Where is this elusive kampong spirit that sociologists, politicians and too many writers and journalists have talked about? How do I find it and what is it, really?
On Thursday, I went in search of it – at where I thought it would be abundantly manifest: Kampong Lorong Buangkok, Singapore’s last remaining kampong.
In Parliament on Monday, MP for Ang Mo Kio GRC Intan Azura Mokhtar called for the preservation of the kampong, which occupies a 1.22 hectare plot of land – about the size of three football fields. Under the Urban Redevelopment Authority’s 2014 Master Plan, the area that now houses 26 families will make way for a road leading to Seletar – necessary because 10,000 new homes near the area will be ready by 2022 – as well as a primary and a secondary school.
“Surely we can explore ways where the kampong can co-exist and, in fact, enhance and bring value to urban life,” said Dr Intan.

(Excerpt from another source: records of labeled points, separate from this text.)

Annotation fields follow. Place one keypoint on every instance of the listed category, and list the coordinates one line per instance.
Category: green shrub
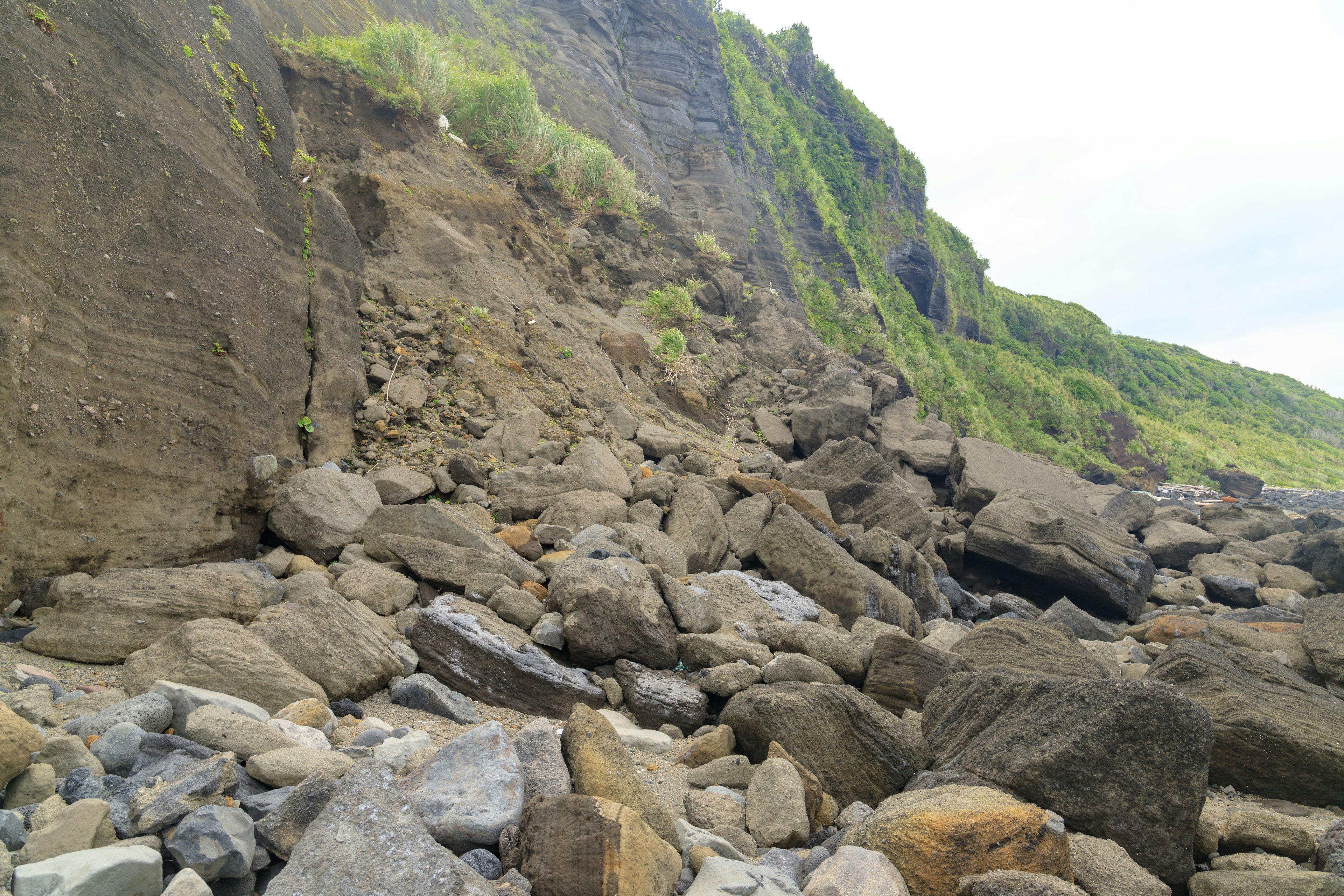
(496, 112)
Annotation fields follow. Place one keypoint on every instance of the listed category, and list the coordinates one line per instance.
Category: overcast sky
(1175, 167)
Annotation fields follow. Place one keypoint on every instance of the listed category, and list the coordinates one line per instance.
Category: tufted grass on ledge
(496, 112)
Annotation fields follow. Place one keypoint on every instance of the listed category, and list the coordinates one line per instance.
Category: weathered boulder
(857, 749)
(369, 839)
(126, 610)
(863, 488)
(530, 489)
(472, 651)
(219, 655)
(447, 565)
(1018, 647)
(613, 609)
(1275, 735)
(601, 768)
(904, 672)
(577, 511)
(695, 523)
(1053, 550)
(798, 554)
(934, 838)
(585, 846)
(331, 641)
(1074, 745)
(322, 511)
(660, 699)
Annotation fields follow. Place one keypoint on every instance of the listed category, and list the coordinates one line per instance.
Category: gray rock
(119, 747)
(369, 839)
(430, 695)
(281, 828)
(471, 790)
(544, 768)
(150, 711)
(474, 652)
(214, 841)
(660, 699)
(319, 512)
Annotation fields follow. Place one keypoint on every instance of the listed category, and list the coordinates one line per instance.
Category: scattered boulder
(581, 846)
(1068, 745)
(936, 838)
(471, 790)
(857, 749)
(474, 652)
(366, 839)
(320, 511)
(135, 608)
(1051, 548)
(214, 655)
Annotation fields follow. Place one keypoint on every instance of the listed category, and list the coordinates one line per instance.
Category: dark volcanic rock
(1127, 761)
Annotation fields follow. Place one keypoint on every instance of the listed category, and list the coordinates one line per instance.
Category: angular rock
(131, 609)
(660, 699)
(368, 839)
(857, 749)
(1074, 743)
(904, 672)
(798, 554)
(214, 841)
(214, 656)
(1018, 647)
(474, 652)
(936, 838)
(471, 789)
(603, 769)
(322, 511)
(1053, 550)
(331, 641)
(582, 846)
(1275, 735)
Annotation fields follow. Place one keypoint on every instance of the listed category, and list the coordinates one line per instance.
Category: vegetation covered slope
(1027, 371)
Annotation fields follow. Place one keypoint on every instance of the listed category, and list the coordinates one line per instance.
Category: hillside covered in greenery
(1027, 371)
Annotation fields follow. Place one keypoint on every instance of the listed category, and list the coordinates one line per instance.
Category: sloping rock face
(1054, 550)
(185, 240)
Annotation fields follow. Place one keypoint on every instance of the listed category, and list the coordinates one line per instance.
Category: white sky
(1175, 167)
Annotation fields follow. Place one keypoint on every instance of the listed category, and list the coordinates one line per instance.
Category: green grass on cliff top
(1053, 369)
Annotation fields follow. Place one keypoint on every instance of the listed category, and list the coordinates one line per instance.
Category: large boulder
(1019, 647)
(577, 511)
(474, 652)
(1275, 735)
(863, 488)
(934, 838)
(322, 511)
(601, 471)
(695, 523)
(447, 565)
(1072, 746)
(798, 554)
(1172, 543)
(334, 641)
(1251, 522)
(904, 672)
(369, 839)
(613, 609)
(1050, 550)
(601, 768)
(527, 491)
(857, 749)
(584, 846)
(983, 469)
(219, 655)
(120, 612)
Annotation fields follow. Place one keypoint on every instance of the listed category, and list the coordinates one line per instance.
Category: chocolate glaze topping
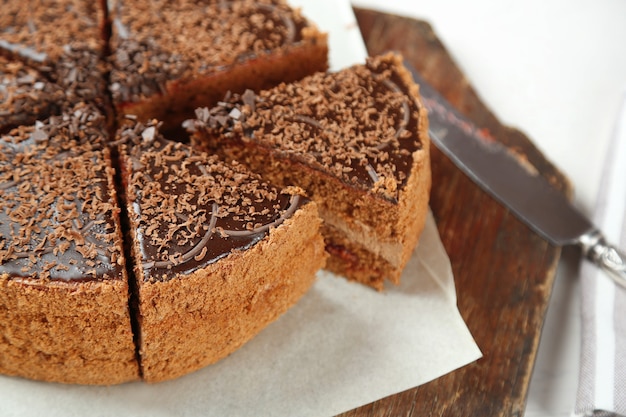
(191, 208)
(38, 40)
(196, 42)
(26, 95)
(56, 213)
(360, 124)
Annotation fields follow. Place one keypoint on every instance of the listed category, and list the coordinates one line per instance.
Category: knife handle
(606, 256)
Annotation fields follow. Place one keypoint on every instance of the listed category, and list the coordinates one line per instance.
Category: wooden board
(504, 273)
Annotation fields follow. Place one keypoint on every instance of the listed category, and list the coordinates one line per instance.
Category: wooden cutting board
(504, 273)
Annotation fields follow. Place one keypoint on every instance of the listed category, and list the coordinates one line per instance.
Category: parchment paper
(343, 345)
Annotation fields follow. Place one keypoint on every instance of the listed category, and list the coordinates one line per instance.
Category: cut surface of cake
(170, 57)
(218, 254)
(64, 312)
(356, 141)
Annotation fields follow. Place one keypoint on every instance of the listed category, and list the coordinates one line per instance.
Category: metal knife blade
(503, 175)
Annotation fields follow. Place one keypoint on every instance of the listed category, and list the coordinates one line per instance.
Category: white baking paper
(343, 345)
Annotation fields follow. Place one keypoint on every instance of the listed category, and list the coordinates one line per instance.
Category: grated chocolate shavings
(191, 208)
(56, 216)
(359, 124)
(201, 37)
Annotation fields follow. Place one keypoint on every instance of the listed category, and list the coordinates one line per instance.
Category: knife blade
(515, 184)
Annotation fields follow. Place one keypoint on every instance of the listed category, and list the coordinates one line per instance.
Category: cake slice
(61, 41)
(64, 313)
(26, 95)
(356, 141)
(168, 58)
(218, 254)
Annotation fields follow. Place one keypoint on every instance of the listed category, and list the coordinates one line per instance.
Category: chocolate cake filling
(193, 209)
(57, 220)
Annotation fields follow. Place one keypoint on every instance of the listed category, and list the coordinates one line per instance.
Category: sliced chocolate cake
(26, 95)
(218, 254)
(64, 312)
(355, 140)
(61, 41)
(169, 58)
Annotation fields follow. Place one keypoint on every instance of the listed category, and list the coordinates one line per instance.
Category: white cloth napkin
(602, 384)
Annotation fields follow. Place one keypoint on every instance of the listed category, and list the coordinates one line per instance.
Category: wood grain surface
(504, 273)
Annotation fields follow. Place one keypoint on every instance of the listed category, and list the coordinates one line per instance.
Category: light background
(556, 70)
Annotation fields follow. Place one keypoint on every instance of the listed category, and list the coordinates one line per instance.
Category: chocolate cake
(217, 253)
(168, 58)
(355, 140)
(64, 312)
(26, 95)
(57, 46)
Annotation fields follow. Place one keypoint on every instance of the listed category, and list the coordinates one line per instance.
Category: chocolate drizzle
(190, 209)
(56, 213)
(359, 125)
(202, 37)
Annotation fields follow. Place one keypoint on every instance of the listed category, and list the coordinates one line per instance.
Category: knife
(503, 175)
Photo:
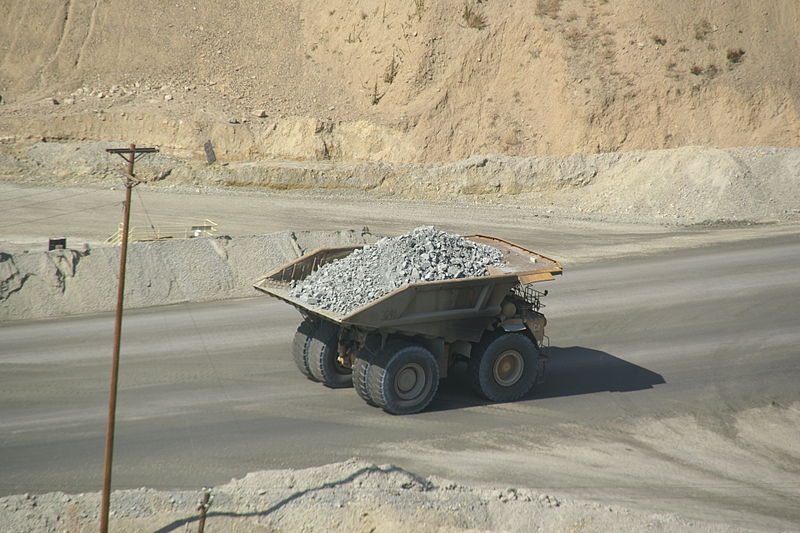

That’s well and good, but my exploratory trip was not in consideration of such a co-existence; I just needed to see how the people in the kampong existed, and how the 26 families co-existed with one another.
My previous and only experience with kampongs was decades ago when a primary school classmate proudly invited me to his attap house near our school in Kampong Bahru Road, so it was with just a little bit of trepidation that I set off on my quest.
I also had a colleague – Aidil Teper – accompany me. Not because I was afraid of being eaten up by villagers, but because I knew it was a mainly Malay community and his proficiency in the vernacular could be helpful.
I decided also that I wasn’t going to pre-arrange a meeting with anyone in the kampong. I did not ask my thousands of Facebook friends if they had a contact among the 26 families living there. I would walk into the kampung and see what kind of welcome I’d receive.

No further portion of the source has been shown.